TORONTO — Tim Hortons and its 1,500 restaurant owners across Canada are again hosting a Orange Sprinkle Donut fundraising campaign in support of Indigenous charities beginning Sept. 30.
More than one million Orange Sprinkle Donuts were sold and more than $1.6 million was raised in last year’s fundraising campaign in support of residential school survivors. The concept for the Orange Sprinkle Donut fundraising campaign was developed by a group of Indigenous Tim Hortons restaurant owners and after consulting with a number of Indigenous leaders
This year in Saskatchewan from Sept. 30 through Oct. 2, half of the proceeds from Orange Sprinkle Donut sales will go to the James Smith Cree Nation Trust Fund and the other half of the proceeds will be donated to the Indian Residential School Survivors Society and the Orange Shirt Society.

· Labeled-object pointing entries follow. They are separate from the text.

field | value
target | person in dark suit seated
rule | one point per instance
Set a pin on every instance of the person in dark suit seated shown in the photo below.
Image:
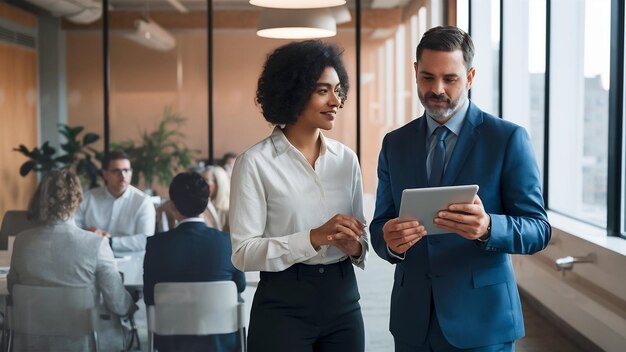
(191, 252)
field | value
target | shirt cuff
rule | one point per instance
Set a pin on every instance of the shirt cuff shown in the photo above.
(360, 260)
(300, 245)
(395, 255)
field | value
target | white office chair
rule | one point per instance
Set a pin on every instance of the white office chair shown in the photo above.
(53, 311)
(196, 308)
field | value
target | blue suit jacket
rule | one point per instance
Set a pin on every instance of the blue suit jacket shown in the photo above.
(472, 283)
(191, 252)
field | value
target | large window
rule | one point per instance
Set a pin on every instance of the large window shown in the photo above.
(579, 84)
(524, 68)
(485, 31)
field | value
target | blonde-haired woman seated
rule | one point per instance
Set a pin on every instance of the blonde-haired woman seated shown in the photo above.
(58, 253)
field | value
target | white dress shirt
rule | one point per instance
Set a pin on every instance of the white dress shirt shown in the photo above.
(129, 219)
(277, 198)
(61, 254)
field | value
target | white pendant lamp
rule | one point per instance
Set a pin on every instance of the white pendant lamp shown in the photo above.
(296, 24)
(341, 14)
(149, 34)
(297, 4)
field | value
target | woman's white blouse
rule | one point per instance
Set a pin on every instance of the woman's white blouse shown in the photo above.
(277, 198)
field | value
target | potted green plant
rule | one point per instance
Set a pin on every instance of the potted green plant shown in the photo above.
(79, 155)
(159, 154)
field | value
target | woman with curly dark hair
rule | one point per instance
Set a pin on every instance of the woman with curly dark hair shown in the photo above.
(296, 209)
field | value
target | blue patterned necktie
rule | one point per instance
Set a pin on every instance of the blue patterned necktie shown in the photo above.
(439, 156)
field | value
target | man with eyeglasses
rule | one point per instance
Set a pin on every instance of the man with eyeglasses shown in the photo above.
(117, 210)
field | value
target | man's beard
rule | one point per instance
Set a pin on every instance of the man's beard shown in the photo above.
(443, 113)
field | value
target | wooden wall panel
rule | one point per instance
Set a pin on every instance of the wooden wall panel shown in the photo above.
(18, 123)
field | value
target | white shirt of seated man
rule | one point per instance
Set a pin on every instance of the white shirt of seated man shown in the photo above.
(118, 210)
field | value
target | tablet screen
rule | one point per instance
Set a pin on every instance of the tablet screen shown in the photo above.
(422, 204)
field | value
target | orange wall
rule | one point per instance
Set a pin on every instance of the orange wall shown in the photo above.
(144, 81)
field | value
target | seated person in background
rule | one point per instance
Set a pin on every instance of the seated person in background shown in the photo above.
(216, 213)
(58, 253)
(228, 161)
(219, 184)
(118, 211)
(191, 252)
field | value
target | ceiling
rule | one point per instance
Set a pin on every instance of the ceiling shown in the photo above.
(198, 5)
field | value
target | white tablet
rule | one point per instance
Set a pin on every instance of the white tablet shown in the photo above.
(422, 204)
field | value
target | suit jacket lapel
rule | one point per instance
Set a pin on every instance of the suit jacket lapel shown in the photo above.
(467, 138)
(417, 171)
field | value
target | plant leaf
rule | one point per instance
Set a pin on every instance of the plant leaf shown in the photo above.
(27, 167)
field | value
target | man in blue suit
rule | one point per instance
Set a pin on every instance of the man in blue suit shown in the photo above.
(190, 252)
(457, 291)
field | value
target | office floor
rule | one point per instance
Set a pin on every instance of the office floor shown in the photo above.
(542, 335)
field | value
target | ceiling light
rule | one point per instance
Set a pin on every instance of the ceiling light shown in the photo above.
(297, 4)
(341, 14)
(150, 34)
(296, 24)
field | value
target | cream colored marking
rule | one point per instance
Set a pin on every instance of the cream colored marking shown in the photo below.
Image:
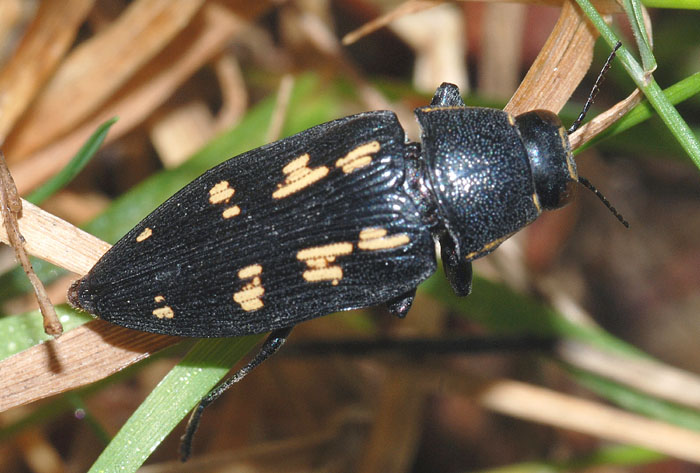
(358, 158)
(231, 211)
(319, 258)
(250, 296)
(164, 312)
(326, 251)
(250, 271)
(144, 235)
(375, 239)
(536, 201)
(298, 176)
(221, 193)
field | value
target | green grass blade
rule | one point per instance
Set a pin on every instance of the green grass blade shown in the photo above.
(675, 123)
(76, 164)
(173, 398)
(675, 94)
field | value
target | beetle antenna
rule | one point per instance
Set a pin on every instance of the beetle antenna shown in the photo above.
(594, 90)
(587, 184)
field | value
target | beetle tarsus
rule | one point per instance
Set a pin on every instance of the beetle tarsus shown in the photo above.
(447, 95)
(402, 304)
(270, 346)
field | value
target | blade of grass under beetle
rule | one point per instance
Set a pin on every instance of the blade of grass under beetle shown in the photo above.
(173, 398)
(73, 168)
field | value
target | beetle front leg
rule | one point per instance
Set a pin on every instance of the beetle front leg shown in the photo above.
(457, 269)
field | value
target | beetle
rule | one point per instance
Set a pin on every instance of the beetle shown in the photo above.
(341, 216)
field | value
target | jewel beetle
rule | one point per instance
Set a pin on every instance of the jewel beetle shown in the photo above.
(341, 216)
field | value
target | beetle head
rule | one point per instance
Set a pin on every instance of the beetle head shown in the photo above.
(552, 163)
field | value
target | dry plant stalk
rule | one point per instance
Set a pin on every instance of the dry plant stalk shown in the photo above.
(126, 45)
(203, 39)
(81, 356)
(48, 38)
(11, 207)
(97, 349)
(561, 64)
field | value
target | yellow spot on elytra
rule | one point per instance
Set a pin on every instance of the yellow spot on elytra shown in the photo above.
(298, 176)
(536, 201)
(358, 158)
(221, 193)
(250, 296)
(319, 258)
(231, 211)
(375, 239)
(144, 235)
(250, 271)
(164, 312)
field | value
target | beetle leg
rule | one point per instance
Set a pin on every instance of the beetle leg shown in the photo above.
(270, 346)
(457, 269)
(402, 304)
(447, 95)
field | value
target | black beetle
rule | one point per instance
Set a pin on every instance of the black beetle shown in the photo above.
(340, 216)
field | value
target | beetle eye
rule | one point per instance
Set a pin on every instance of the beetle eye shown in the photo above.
(551, 161)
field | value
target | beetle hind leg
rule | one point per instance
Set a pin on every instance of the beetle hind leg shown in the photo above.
(402, 304)
(270, 346)
(457, 269)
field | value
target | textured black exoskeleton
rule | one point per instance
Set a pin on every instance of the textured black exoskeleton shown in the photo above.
(340, 216)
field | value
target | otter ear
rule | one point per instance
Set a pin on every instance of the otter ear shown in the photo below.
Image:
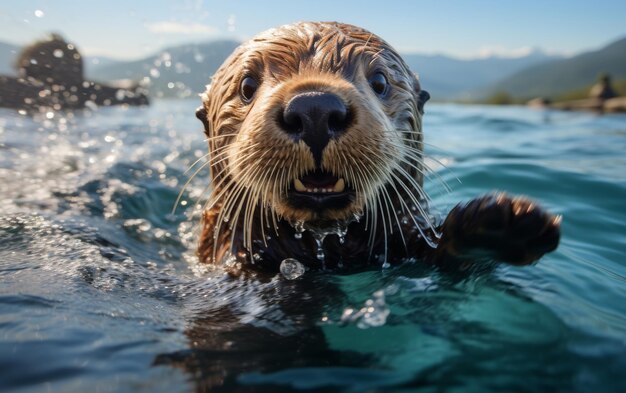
(423, 96)
(201, 115)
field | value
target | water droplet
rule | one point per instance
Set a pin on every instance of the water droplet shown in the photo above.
(299, 226)
(291, 268)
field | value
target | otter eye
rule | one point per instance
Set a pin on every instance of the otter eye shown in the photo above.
(248, 87)
(379, 83)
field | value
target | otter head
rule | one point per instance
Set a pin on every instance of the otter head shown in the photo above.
(313, 123)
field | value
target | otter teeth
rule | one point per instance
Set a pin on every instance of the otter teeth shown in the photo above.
(339, 186)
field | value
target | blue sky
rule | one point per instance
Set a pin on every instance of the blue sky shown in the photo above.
(133, 29)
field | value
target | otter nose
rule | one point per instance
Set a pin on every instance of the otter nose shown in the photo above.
(315, 117)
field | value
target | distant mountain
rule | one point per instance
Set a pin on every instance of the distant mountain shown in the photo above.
(8, 52)
(449, 78)
(185, 70)
(180, 71)
(558, 76)
(95, 63)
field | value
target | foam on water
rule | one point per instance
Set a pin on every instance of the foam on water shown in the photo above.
(100, 288)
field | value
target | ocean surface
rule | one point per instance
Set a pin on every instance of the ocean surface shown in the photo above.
(100, 290)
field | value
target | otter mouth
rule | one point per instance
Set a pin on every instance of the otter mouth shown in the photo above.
(320, 190)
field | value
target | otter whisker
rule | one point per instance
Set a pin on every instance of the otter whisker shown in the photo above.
(421, 209)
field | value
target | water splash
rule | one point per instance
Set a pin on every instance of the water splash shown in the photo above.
(339, 228)
(374, 312)
(291, 268)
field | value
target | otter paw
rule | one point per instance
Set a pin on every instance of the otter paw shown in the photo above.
(510, 229)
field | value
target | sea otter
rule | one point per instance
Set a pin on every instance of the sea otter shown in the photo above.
(316, 153)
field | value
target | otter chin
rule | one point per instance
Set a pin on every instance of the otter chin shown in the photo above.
(316, 153)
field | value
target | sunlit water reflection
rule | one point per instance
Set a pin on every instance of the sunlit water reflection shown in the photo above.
(100, 288)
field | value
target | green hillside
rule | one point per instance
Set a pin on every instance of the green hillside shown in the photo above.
(557, 77)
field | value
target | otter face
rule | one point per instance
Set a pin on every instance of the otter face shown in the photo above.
(315, 123)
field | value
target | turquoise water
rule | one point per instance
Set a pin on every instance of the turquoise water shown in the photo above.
(100, 290)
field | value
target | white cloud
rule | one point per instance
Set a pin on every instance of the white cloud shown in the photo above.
(167, 27)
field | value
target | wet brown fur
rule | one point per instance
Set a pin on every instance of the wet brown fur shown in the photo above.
(253, 162)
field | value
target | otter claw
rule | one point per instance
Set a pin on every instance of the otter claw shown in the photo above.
(509, 229)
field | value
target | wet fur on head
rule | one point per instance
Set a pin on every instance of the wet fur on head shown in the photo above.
(254, 163)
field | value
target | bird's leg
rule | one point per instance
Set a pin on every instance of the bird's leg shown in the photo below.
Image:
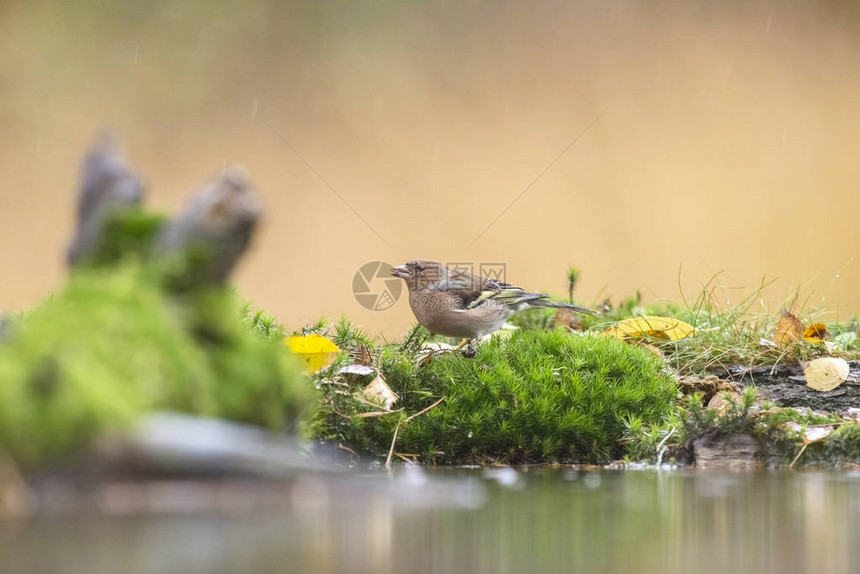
(469, 351)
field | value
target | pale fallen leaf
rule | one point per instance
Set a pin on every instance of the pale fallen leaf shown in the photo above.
(791, 426)
(721, 402)
(815, 333)
(359, 370)
(789, 330)
(816, 433)
(379, 392)
(315, 351)
(826, 373)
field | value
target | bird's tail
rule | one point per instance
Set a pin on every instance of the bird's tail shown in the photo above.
(560, 305)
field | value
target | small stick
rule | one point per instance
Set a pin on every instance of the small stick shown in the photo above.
(660, 449)
(346, 448)
(391, 450)
(800, 452)
(409, 418)
(397, 428)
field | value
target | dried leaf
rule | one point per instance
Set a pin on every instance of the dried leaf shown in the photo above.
(826, 373)
(815, 333)
(315, 351)
(379, 392)
(365, 357)
(651, 326)
(791, 426)
(844, 341)
(359, 370)
(788, 331)
(567, 319)
(721, 402)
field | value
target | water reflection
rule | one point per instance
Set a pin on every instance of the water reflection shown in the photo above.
(470, 520)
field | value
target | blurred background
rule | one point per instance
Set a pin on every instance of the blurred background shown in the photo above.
(711, 137)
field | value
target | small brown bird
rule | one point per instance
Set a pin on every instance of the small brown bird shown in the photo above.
(456, 303)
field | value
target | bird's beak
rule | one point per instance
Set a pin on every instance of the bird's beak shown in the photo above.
(400, 271)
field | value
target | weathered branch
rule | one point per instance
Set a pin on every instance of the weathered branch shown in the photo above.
(107, 185)
(786, 384)
(214, 230)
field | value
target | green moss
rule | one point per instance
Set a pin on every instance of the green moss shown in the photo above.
(536, 396)
(113, 345)
(128, 233)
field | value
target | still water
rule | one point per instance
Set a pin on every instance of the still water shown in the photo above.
(535, 519)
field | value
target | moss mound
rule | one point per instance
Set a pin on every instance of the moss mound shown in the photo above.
(536, 396)
(114, 345)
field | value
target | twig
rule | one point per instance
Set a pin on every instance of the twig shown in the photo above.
(377, 413)
(391, 450)
(401, 423)
(800, 452)
(346, 448)
(409, 418)
(660, 449)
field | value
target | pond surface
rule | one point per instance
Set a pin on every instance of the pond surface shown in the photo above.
(537, 519)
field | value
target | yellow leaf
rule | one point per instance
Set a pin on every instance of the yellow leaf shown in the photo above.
(789, 330)
(826, 373)
(651, 326)
(315, 351)
(815, 333)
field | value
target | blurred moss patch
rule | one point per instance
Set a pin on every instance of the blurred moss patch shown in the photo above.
(113, 345)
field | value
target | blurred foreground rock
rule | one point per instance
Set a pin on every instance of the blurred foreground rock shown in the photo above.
(107, 186)
(216, 226)
(145, 324)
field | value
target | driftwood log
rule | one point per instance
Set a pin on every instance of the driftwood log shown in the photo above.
(209, 236)
(219, 220)
(786, 385)
(107, 185)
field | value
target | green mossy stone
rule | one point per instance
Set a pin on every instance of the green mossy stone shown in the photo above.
(536, 396)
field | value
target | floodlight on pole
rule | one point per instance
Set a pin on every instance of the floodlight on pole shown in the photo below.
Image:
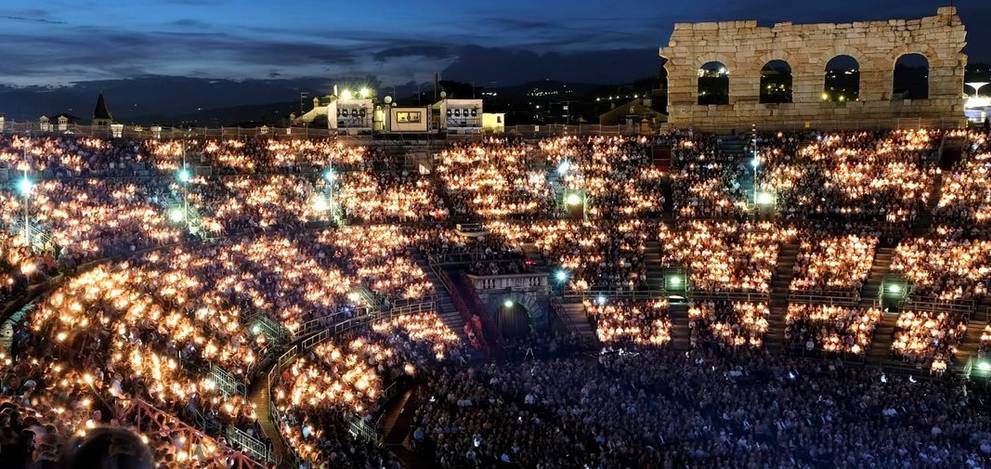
(321, 204)
(176, 214)
(573, 199)
(765, 198)
(184, 175)
(25, 187)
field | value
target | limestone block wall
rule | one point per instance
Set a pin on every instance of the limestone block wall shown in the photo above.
(744, 47)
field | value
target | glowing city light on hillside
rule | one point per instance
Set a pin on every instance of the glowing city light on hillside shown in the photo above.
(25, 186)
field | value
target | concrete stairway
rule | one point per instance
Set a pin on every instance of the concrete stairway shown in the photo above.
(881, 267)
(446, 309)
(780, 287)
(879, 351)
(732, 147)
(573, 316)
(970, 344)
(924, 220)
(258, 394)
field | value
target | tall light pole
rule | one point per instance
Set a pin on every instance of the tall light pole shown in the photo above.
(25, 186)
(331, 177)
(755, 162)
(184, 177)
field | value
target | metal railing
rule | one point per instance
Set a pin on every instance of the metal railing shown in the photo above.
(252, 446)
(340, 329)
(839, 298)
(227, 383)
(150, 420)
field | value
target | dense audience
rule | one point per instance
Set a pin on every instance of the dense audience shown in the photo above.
(631, 322)
(948, 266)
(729, 324)
(831, 264)
(230, 249)
(831, 328)
(725, 256)
(929, 338)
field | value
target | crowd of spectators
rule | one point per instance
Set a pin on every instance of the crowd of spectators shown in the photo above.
(833, 263)
(651, 408)
(728, 324)
(329, 394)
(725, 256)
(244, 240)
(831, 328)
(929, 339)
(630, 322)
(884, 176)
(947, 265)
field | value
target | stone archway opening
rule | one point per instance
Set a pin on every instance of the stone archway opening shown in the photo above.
(842, 81)
(775, 82)
(713, 83)
(512, 319)
(910, 78)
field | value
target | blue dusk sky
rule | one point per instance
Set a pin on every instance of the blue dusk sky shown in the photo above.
(57, 42)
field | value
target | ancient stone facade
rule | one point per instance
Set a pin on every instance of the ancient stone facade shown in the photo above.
(744, 48)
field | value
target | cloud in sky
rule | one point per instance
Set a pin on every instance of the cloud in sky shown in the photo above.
(395, 41)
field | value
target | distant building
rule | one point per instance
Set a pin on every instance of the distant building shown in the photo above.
(101, 115)
(408, 119)
(635, 112)
(458, 115)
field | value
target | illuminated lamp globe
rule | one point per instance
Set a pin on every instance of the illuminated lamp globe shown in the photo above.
(25, 186)
(176, 215)
(765, 198)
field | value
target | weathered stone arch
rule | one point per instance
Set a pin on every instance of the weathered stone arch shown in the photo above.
(744, 47)
(775, 85)
(714, 83)
(528, 302)
(841, 78)
(907, 84)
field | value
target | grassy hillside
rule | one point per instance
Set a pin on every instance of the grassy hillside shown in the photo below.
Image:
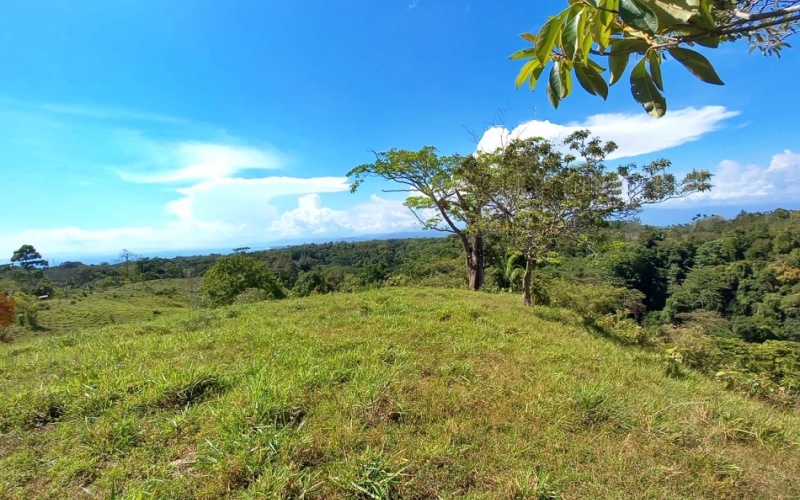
(406, 393)
(129, 302)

The idea for the Orange Sprinkle Donut campaign originated last year after the discovery of unmarked graves on the grounds of the former residential school in Kamloops, B.C. A Tim Hortons restaurant co-owned by Shane Gottfriedson and Joe Quewezance is located a short distance from the site of the former residential school and became an impromptu gathering place for people who visited the site to pay their respects.
Gottfriedson, Quewezance and a number of other Indigenous Tim Hortons restaurant owners were part of a working group that guided the launch of the Orange Sprinkle Donut fundraising campaign.
“We’re both intergenerational survivors of Indian residential schools, so it really hit home for us,” said Gottfriedson, former Tk’emlups te Secwepemc First Nation chief and former B.C. regional chief for the Assembly of First Nations.
“When we heard the amount of money that was eventually raised, it gave us a huge sense of accomplishment. The orange sprinkle doughnut I believe will create a better quality of life for a lot of our families and a lot of our communities.”
“I also want to thank Tim Hortons and my fellow Tims restaurant owners across Canada who stood beside us in launching this campaign and are supporting the cause again this year,” added Quewezance. “Last year, it was really important to hear from them right away, they asked what the brand could do at that time and that’s where the orange sprinkle doughnut came into play. We’ve opened the door here for an opportunity for everyone to find a way to help.”
Orange Shirt Day has been observed on Sept. 30 since 2013, when Phyllis Webstad told her story of her first day of residential school. She was six years old in 1973, excited to be wearing her new clothes and going to school for the first time, only to have her shiny new orange shirt ripped away and learn that she didn’t matter. Her organization, the Orange Shirt Society, and the Every Child Matters movement she created continue to raise awareness about Canada’s history of residential schools, along with honouring the survivors and their families and the children who never returned home.
Last year, the federal government also designated Sept. 30 as the National Day for Truth and Reconciliation.